Hazelcast (http:// is a library that makes it easy to share information between different Java applications and different JVMs. BeyondJ uses Hazelcast to power its clusters. Early on we made a design decision to adopt a shared-nothing approach and as such we had no need for master/slave cluster members. Every member of the cluster is created equal and we have no need for replication servers and all that jazz. Information between BeyondJ cluster members is shared by passing messages using the publish/subscribe pattern.

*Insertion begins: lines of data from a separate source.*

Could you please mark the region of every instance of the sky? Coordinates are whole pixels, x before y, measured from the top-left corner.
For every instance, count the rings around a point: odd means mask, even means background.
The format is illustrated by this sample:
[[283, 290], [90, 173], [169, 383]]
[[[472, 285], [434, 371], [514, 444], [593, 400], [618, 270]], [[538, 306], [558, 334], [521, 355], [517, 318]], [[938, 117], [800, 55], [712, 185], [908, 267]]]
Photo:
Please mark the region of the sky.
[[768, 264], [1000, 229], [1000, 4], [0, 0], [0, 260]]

We can install BeyondJ on multiple machines and cluster the container by simply configuration Hazelcast discovery

 Each BeyondJ instance will publish each configuration change to the Hazelcast cluster, and all other instances will download and update their configuration and cache of services. That way each instance of BeyondJ on each machine will have the same relative configuration as any other, as well be able to launch any new applications discovered from the cluster configuration. So when we need to launch a new application into the cluster, we simply upload a jar or zip artefact to a single instance of BeyondJ. That instance will publish the artefact to be launched, including its configuration, to the cluster. All other cluster members will download the artefact and its configuration and launch instances of the application in their own JVMs. Once each instance finishes the launch, it publishes the URL of the local application to the cluster. In turn, all other instances will update their cache of services to include the newly launched application instance (across the cluster). The end result is that each instance will have the same number and version of known applications, and a cache of addresses via which those applications can be reached. Each instance of BeyondJ will then load balance across the cluster for each application.

This ensures that a request can come to any instance of BeyondJ in the cluster, and can be served from any instance within the cluster, according to the specified load balancing strategy.

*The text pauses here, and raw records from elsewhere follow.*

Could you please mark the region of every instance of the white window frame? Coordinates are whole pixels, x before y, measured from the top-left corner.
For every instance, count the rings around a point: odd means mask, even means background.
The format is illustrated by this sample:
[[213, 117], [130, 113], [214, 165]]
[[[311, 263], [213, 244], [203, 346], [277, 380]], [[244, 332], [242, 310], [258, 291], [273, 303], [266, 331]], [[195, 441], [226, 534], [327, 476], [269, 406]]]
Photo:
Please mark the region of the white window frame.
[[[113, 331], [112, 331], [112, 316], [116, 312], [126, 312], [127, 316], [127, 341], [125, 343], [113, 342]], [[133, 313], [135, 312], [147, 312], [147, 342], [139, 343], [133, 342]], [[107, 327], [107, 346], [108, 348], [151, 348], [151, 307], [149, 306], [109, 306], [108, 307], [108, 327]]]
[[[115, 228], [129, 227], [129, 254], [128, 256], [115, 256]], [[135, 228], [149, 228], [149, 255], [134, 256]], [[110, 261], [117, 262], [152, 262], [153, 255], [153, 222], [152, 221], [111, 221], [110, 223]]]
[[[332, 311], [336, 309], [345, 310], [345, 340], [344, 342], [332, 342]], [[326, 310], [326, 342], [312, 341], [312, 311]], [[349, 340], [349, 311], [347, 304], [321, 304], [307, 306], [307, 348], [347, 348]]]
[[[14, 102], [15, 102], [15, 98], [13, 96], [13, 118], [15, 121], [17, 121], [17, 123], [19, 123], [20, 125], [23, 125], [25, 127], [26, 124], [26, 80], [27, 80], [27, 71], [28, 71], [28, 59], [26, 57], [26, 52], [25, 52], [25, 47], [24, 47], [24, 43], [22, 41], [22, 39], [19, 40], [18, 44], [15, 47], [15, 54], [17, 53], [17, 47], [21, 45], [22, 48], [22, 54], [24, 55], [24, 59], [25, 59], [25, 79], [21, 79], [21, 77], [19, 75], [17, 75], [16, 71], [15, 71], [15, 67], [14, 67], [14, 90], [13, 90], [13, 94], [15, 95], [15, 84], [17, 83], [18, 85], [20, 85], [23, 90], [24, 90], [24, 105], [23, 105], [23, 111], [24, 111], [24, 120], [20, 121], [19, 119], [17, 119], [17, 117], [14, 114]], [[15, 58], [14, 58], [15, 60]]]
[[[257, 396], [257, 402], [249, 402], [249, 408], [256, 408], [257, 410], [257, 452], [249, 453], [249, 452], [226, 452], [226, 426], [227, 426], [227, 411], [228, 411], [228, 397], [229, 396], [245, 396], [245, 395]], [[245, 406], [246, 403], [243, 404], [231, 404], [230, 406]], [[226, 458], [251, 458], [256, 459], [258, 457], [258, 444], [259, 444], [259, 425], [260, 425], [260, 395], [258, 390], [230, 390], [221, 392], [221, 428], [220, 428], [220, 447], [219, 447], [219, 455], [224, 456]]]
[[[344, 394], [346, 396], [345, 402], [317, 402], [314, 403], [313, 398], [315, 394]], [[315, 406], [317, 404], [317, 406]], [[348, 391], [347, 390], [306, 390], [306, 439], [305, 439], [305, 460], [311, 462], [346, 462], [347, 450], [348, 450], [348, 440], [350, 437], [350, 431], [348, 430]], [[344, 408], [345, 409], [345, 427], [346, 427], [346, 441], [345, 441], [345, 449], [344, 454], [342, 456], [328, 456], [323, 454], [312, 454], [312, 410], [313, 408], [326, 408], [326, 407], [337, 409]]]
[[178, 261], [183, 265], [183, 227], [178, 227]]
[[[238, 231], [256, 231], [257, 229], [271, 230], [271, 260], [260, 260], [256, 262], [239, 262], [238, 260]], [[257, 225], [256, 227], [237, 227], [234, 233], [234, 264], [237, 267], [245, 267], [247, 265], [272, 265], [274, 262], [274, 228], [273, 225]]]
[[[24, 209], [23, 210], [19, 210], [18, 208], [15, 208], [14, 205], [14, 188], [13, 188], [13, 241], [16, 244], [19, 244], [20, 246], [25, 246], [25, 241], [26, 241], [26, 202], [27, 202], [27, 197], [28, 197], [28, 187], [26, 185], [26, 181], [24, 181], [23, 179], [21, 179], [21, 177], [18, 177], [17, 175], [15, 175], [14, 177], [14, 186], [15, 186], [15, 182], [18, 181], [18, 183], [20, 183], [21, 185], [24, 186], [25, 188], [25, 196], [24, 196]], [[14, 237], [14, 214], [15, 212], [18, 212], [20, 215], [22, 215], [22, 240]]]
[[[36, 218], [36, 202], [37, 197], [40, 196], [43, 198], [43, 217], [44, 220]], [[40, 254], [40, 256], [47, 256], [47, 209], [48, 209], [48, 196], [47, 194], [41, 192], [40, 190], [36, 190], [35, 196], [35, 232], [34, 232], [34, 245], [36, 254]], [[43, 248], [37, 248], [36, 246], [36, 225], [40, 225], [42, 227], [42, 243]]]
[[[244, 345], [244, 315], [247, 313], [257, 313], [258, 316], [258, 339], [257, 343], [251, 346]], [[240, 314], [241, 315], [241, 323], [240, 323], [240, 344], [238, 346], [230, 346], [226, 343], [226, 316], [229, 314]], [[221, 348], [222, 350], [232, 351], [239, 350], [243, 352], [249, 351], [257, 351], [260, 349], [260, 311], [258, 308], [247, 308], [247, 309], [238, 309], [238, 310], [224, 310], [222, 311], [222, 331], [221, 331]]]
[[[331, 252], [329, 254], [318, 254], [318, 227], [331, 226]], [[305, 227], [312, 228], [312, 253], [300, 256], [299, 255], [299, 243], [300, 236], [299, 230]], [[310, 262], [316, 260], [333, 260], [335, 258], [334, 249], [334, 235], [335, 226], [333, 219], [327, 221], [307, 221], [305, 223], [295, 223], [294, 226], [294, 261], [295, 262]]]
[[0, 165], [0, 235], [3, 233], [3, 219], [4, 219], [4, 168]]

So what is the end result? A single jar, which can be installed on multiple machines providing near unlimited scaling, service discovery, load balancing, clustering, high availability, location transparency, liveliness, self-healing, metrics and dash boards. Wew!

Suppose we have written our application and now we want to deploy it to three machines to be accessed by 30 000 clients. To achieve high availability and liveliness we will deploy 10 000 instances per machine. We are going to launch a single JVM on each machine and deploy BeyondJ to each. Next, we will simply launch our browser and point it to an instance of BeyondJ installed on one of our three servers. We will then upload a jar or zip file of our application via the browser interface. We have the option to also upload an XML configuration file which would specify how many instances we need launched on each machine within our cluster (in this case 10 000 on each machine). We also have the option to specify the number of instances, among other options, within the browser interface. We will click deploy and voila, thats it. We will wait a few moments, and BeyondJ will launch for us 10 000 instances of our shiny micro service on each of our three servers. Immediately we will start getting reports and feedback on all 30 000 instances.

The number of our application instances is only limited by the amount of resources (memory, threads) available on each machine.